Rainey’s gaze lengthened. “The only thing that will restrain his actions is fear of capture. And he’s just gotten a huge boost to his sense of omnipotent power and control.”
A full-body shiver overtook Caitlin, and the heat from the radiator flooded in. Her shoulders were screwed up tight. She concentrated and got them to drop an inch.
“Detrick’s an expert at manipulating women. He’s honed it to a high art. He feels infinitely superior to us,” she said. “But he feels inadequate beside men who are accomplished and confident. That’s one reason he impersonates cops and soldiers.”
“He wants men with authority to appreciate his cunning,” Rainey said.
“And he yearns to be recognized by them. If he can’t have their admiration . . .”
“He’ll take fear and disapprobation.”
“He’s going to want to rub law enforcement’s nose in his success.”
Rainey’s brown eyes were grave. “What’s his end game?”
“Stay free. Murder when he wants. Exact revenge on the world for daring to turn his life upside down,” Caitlin said. “He’s going to want to make a statement kill.”
At the front desk, a phone rang. The desk officer answered and held the receiver up. “Agent Hendrix.”
Caitlin frowned in surprise. With her half-numb fingers she worked her cell phone from her pocket as she walked to the desk. No Signal.
Villareal handed her the desk phone. “Cell towers are down between here and Flagstaff.”

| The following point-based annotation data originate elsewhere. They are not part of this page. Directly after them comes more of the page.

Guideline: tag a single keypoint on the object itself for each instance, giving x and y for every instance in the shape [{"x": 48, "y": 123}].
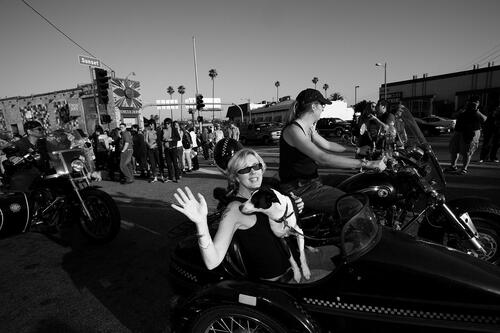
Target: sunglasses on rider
[{"x": 254, "y": 167}]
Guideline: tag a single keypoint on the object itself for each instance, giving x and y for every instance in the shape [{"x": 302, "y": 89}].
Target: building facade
[
  {"x": 78, "y": 105},
  {"x": 443, "y": 95}
]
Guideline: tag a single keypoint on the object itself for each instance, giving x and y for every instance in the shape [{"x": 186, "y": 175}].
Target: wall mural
[
  {"x": 36, "y": 112},
  {"x": 126, "y": 94}
]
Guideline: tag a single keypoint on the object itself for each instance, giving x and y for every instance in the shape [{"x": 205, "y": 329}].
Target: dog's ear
[{"x": 271, "y": 196}]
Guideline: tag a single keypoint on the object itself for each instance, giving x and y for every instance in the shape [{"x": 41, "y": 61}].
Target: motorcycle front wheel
[
  {"x": 235, "y": 319},
  {"x": 487, "y": 226},
  {"x": 105, "y": 220}
]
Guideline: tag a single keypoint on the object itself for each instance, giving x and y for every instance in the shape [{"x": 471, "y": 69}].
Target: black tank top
[
  {"x": 293, "y": 163},
  {"x": 262, "y": 251}
]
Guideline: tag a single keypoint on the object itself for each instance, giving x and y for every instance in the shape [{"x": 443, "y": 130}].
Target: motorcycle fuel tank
[{"x": 379, "y": 187}]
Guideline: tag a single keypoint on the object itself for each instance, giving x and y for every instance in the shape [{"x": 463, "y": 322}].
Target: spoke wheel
[
  {"x": 235, "y": 319},
  {"x": 105, "y": 221}
]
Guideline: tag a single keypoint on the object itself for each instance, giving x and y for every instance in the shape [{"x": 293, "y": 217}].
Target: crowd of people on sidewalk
[{"x": 160, "y": 152}]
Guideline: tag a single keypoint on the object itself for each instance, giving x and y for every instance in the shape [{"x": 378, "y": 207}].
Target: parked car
[
  {"x": 431, "y": 129},
  {"x": 441, "y": 121},
  {"x": 332, "y": 126},
  {"x": 265, "y": 132}
]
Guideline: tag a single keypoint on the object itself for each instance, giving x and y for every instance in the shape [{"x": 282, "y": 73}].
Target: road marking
[
  {"x": 130, "y": 225},
  {"x": 212, "y": 171}
]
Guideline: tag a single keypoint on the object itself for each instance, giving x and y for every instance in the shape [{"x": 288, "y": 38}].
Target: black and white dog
[{"x": 283, "y": 222}]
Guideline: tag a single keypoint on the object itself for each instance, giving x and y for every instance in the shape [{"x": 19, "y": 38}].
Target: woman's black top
[
  {"x": 294, "y": 164},
  {"x": 262, "y": 252}
]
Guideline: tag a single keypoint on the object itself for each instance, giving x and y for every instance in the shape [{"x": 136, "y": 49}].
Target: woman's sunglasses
[{"x": 254, "y": 167}]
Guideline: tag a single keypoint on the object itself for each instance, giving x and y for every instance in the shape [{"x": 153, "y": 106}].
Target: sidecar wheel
[
  {"x": 105, "y": 214},
  {"x": 235, "y": 319}
]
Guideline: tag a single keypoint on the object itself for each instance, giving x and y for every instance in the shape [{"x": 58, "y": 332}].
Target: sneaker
[{"x": 451, "y": 168}]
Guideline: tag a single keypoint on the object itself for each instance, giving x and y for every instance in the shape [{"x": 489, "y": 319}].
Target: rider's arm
[
  {"x": 298, "y": 139},
  {"x": 329, "y": 145},
  {"x": 213, "y": 252}
]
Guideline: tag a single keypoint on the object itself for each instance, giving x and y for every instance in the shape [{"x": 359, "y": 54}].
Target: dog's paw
[
  {"x": 296, "y": 275},
  {"x": 312, "y": 249},
  {"x": 306, "y": 272}
]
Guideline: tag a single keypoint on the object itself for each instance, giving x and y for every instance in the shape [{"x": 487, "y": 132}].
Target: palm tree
[
  {"x": 315, "y": 80},
  {"x": 171, "y": 91},
  {"x": 213, "y": 74},
  {"x": 325, "y": 88},
  {"x": 181, "y": 90},
  {"x": 277, "y": 84}
]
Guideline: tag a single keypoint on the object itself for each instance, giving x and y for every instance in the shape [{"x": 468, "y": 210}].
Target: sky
[{"x": 252, "y": 44}]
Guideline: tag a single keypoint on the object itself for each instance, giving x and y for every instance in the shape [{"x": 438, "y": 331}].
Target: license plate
[{"x": 466, "y": 218}]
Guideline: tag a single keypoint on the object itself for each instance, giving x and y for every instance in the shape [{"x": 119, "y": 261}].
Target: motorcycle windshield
[
  {"x": 413, "y": 137},
  {"x": 361, "y": 232}
]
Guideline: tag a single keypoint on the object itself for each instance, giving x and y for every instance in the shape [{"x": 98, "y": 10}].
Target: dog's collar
[{"x": 285, "y": 216}]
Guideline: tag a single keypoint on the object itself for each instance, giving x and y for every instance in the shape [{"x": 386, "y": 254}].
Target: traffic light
[
  {"x": 102, "y": 78},
  {"x": 105, "y": 118},
  {"x": 199, "y": 102}
]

Caitlin thanked her. “This is Agent Hendrix.”
“He escaped?” Lia Fox said. “He pulled a fire alarm and waltzed out of the courthouse like Fred Astaire? What the ever-fucking hell?”
Caitlin took a breath. “Every law enforcement agency in northern Arizona is searching for him.”

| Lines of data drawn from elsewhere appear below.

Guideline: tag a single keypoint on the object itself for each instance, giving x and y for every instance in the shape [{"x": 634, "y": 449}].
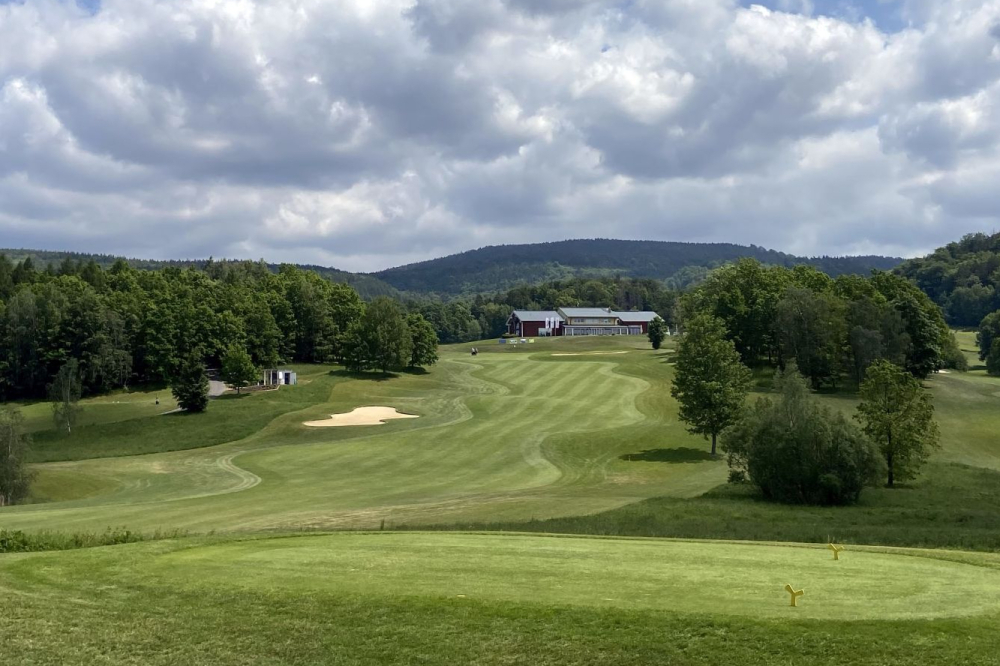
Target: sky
[{"x": 363, "y": 134}]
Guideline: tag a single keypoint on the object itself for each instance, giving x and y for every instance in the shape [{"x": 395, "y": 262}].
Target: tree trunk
[{"x": 888, "y": 459}]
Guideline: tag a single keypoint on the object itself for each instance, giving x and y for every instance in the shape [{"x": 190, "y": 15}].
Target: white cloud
[{"x": 372, "y": 132}]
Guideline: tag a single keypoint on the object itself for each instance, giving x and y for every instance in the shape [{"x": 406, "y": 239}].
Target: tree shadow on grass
[
  {"x": 375, "y": 376},
  {"x": 679, "y": 455}
]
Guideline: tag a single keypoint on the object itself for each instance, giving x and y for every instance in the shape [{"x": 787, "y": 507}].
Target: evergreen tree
[
  {"x": 190, "y": 384},
  {"x": 657, "y": 332},
  {"x": 989, "y": 330},
  {"x": 238, "y": 369},
  {"x": 898, "y": 416},
  {"x": 710, "y": 382},
  {"x": 15, "y": 478},
  {"x": 424, "y": 347}
]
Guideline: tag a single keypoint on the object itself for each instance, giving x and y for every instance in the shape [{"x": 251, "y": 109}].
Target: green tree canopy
[
  {"x": 898, "y": 416},
  {"x": 190, "y": 384},
  {"x": 15, "y": 477},
  {"x": 380, "y": 340},
  {"x": 238, "y": 368},
  {"x": 810, "y": 327},
  {"x": 65, "y": 393},
  {"x": 988, "y": 331},
  {"x": 424, "y": 341},
  {"x": 797, "y": 451},
  {"x": 657, "y": 332},
  {"x": 710, "y": 382}
]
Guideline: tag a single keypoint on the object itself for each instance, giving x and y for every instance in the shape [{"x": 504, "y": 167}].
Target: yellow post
[{"x": 795, "y": 595}]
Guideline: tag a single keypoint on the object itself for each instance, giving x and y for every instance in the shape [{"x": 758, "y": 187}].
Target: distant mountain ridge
[
  {"x": 500, "y": 267},
  {"x": 366, "y": 285}
]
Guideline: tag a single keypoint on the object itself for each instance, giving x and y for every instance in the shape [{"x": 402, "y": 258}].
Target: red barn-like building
[{"x": 578, "y": 321}]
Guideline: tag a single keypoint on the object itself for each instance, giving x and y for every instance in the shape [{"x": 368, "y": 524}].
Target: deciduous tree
[
  {"x": 15, "y": 478},
  {"x": 190, "y": 384},
  {"x": 898, "y": 416},
  {"x": 65, "y": 393},
  {"x": 424, "y": 339},
  {"x": 238, "y": 369},
  {"x": 797, "y": 451},
  {"x": 657, "y": 332},
  {"x": 710, "y": 382}
]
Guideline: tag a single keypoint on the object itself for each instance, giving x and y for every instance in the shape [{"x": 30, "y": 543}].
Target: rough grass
[
  {"x": 395, "y": 599},
  {"x": 581, "y": 444},
  {"x": 950, "y": 506},
  {"x": 509, "y": 434}
]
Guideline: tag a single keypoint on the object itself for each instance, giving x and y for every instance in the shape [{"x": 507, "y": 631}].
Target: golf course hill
[{"x": 545, "y": 506}]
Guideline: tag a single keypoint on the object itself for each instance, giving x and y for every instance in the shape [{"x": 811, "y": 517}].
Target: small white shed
[{"x": 278, "y": 377}]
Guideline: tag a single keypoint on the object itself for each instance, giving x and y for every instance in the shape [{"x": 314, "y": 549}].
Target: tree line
[
  {"x": 124, "y": 325},
  {"x": 962, "y": 277},
  {"x": 833, "y": 328},
  {"x": 880, "y": 331}
]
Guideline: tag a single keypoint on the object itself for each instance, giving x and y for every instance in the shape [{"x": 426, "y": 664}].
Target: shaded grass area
[
  {"x": 16, "y": 541},
  {"x": 116, "y": 606},
  {"x": 951, "y": 506},
  {"x": 228, "y": 418}
]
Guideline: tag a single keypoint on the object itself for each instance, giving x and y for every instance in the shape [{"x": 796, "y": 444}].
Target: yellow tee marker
[{"x": 795, "y": 595}]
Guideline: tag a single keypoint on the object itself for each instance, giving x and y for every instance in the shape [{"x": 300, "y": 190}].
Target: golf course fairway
[{"x": 629, "y": 574}]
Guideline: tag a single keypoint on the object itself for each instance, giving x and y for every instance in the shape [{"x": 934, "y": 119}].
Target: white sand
[
  {"x": 361, "y": 416},
  {"x": 588, "y": 353}
]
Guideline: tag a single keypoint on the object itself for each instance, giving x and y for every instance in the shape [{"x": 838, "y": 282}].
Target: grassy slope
[
  {"x": 954, "y": 504},
  {"x": 509, "y": 435},
  {"x": 499, "y": 440},
  {"x": 448, "y": 598}
]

“What kind of Barney Fife cops do they have in Crying Call?”
Lia’s frantic voice carried beyond Caitlin’s ear. Villareal turned away.
“What if he comes after me?”
“He doesn’t know your name. He doesn’t know where you live. Your number is unlisted. Your identity has been kept confidential.”
Lia’s voice cracked. “Like that’s going to make a difference?”
Caitlin thought of Detrick in the storm. If he was on foot, maybe he would freeze to death. If he’d stolen a car or hitched a ride, he could be warm, safe, and rolling south.
“He’s not a normal person,” Lia said with blank panic. “If he tracks me down . . .”
“I’ll contact the Phoenix Police Department and ask them to add a patrol to your neighborhood.”
“Why not just send me a sympathy card?”
Caitlin let a silence hang. She understood Lia’s fears, but something more was going on. “What else is frightening you?”
“That’s not enough?”
“Please.” She wished this was a video call. Wished she was in the room with Lia. She was missing major context, and the woman’s voice only told so much. “Tell me.”
Lia seemed to fight tears. “Nothing.”
“If you’re trying to protect someone, you don’t have to do it alone.” She eyed Rainey. “You have the FBI here to back you up.”
“From here on, I got only myself,” Lia said. “Don’t you understand? He’s loose. He’ll figure it out.”
She hung up.
Uneasy, Caitlin leaned across the counter and replaced the receiver. Rainey walked over.
“News is out and our source is scared,” Caitlin said.
She thought about it. Outside, the snow continued to blow.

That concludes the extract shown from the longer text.